David Weisbach’s new work argues that integration methods eliminating the double tax on corporate earnings should focus on alleviating the double tax on new corporate equity, but not on old equity already invested in corporate form. Limiting integration to new equity achieves all of the efficiency gains achieved through complete integration with respect to all equity, at a lower revenue cost.
As we are often told, the corporate tax discourages investors from using the corporate form, and encourages corporations to retain earnings and to favor issuing debt over equity. Corporate integration would generally eliminate these inefficiencies by equalizing the tax rates on investments through corporations with the tax rates on investments outside the corporate sector.

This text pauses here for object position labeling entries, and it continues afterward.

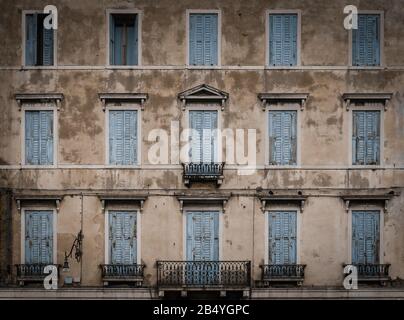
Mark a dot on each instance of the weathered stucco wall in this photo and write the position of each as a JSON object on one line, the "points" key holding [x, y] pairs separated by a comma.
{"points": [[325, 164]]}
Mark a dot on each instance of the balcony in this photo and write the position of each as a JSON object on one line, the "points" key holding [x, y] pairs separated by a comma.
{"points": [[123, 273], [373, 272], [203, 172], [203, 275], [281, 273], [31, 272]]}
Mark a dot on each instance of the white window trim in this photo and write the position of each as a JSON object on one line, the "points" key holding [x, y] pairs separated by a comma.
{"points": [[190, 208], [54, 219], [219, 37], [138, 234], [124, 107], [298, 45], [39, 107], [352, 108], [282, 107], [209, 107], [139, 37], [271, 208], [55, 43], [382, 64], [381, 227]]}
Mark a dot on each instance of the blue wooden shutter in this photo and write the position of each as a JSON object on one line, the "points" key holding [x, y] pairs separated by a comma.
{"points": [[365, 237], [39, 137], [132, 48], [203, 39], [31, 39], [202, 236], [47, 46], [366, 137], [283, 39], [122, 237], [366, 41], [123, 137], [282, 237], [38, 237], [282, 137]]}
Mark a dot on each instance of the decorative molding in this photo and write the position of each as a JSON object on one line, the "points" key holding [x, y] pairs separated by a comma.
{"points": [[352, 97], [125, 198], [283, 97], [203, 199], [301, 200], [349, 199], [23, 98], [117, 98], [203, 93], [20, 199]]}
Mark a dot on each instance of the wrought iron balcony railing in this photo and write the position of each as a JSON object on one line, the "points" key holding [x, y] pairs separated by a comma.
{"points": [[122, 273], [202, 274], [283, 273], [373, 272], [31, 272], [203, 171]]}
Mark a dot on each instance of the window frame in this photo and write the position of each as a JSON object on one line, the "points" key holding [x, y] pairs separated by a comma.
{"points": [[123, 107], [353, 107], [44, 107], [288, 207], [188, 13], [381, 44], [271, 107], [365, 207], [54, 226], [139, 14], [23, 32], [298, 33]]}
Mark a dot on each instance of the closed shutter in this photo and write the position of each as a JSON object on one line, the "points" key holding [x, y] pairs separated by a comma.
{"points": [[123, 137], [203, 136], [39, 137], [48, 46], [132, 48], [282, 137], [283, 39], [122, 237], [30, 39], [282, 237], [203, 39], [365, 237], [203, 236], [366, 137], [366, 41], [38, 237]]}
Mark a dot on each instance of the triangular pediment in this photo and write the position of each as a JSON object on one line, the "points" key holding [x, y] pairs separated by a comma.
{"points": [[203, 92]]}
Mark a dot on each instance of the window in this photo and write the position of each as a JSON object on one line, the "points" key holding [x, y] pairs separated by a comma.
{"points": [[39, 42], [282, 137], [123, 237], [365, 236], [123, 137], [366, 41], [282, 237], [39, 144], [38, 237], [203, 39], [203, 136], [123, 39], [366, 137], [283, 39]]}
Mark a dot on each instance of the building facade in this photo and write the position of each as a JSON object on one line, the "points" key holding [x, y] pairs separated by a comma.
{"points": [[202, 148]]}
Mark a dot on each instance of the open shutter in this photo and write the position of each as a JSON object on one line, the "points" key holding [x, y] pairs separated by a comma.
{"points": [[30, 39], [48, 35]]}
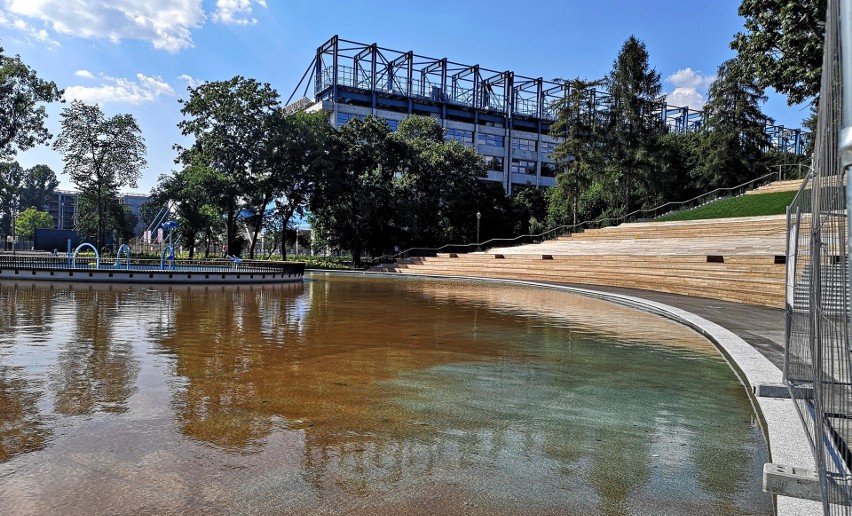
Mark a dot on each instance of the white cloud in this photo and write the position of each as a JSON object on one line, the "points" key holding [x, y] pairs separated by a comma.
{"points": [[30, 32], [686, 97], [166, 24], [121, 90], [689, 78], [690, 88], [236, 12], [190, 81]]}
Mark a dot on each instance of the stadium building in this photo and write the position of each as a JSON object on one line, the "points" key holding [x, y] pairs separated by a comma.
{"points": [[506, 117]]}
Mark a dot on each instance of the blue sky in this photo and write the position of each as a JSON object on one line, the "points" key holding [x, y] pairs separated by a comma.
{"points": [[139, 56]]}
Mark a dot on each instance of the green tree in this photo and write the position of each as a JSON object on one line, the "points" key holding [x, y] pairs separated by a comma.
{"points": [[39, 184], [635, 91], [228, 120], [783, 44], [580, 155], [680, 157], [101, 155], [530, 207], [21, 115], [732, 147], [353, 208], [438, 181], [31, 219], [295, 153], [11, 180], [197, 208]]}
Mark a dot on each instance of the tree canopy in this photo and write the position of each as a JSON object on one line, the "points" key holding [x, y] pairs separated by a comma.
{"points": [[228, 120], [101, 155], [632, 128], [783, 44], [733, 145], [22, 114]]}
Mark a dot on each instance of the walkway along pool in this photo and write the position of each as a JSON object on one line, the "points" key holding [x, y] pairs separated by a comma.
{"points": [[366, 395], [42, 267]]}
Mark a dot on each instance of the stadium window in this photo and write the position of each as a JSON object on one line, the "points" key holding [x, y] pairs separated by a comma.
{"points": [[522, 166], [490, 140], [547, 147], [523, 144], [342, 118], [460, 135], [494, 163]]}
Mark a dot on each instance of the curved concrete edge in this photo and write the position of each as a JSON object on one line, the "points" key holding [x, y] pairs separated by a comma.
{"points": [[784, 432]]}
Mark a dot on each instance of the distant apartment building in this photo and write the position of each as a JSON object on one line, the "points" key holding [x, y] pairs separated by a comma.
{"points": [[63, 209]]}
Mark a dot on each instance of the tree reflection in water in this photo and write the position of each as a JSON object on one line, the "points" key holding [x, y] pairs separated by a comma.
{"points": [[387, 395]]}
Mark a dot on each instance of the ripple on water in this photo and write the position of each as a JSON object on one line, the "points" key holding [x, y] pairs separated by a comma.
{"points": [[365, 395]]}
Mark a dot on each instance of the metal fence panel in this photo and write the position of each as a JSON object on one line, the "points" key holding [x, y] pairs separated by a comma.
{"points": [[817, 365]]}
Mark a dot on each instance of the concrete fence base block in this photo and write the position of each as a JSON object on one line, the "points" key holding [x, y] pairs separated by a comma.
{"points": [[792, 481]]}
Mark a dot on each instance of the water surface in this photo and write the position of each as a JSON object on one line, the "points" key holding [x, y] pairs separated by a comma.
{"points": [[366, 396]]}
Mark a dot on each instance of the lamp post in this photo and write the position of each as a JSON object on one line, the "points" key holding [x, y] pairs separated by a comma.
{"points": [[478, 216]]}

Weisbach’s basic conclusion, that integration should only apply to new equity, holds under both the “traditional” and “new” views of the effect of dividend taxation. Under the traditional view, corporations are funded at the margin by new equity, and the dividend tax distorts investment behavior with respect to this equity. Corporations must earn a higher pretax return on new equity investments to offer the same after-tax return as non-corporate investments, and have an incentive to defer the distribution of earnings. Under the new view, in contrast, the divided tax has no effect on the timing of distributions by mature corporations, with investments funded at the margin by retained earnings, rather than new equity. In this case, eliminating, the dividend tax has no further effect on the after-tax return to shareholders, resulting in a pure windfall gain with no efficiency improvements.
Under the new view, the negligible efficiency gains from integration may not outweigh the revenue cost. Under the traditional view, the efficiency gains may be more significant, but will still only apply to new corporate equity. Weisbach therefore argues that under either the new view or the traditional view, corporate integration should only be extended to new equity, thereby achieving the efficiency gains while minimizing the revenue costs.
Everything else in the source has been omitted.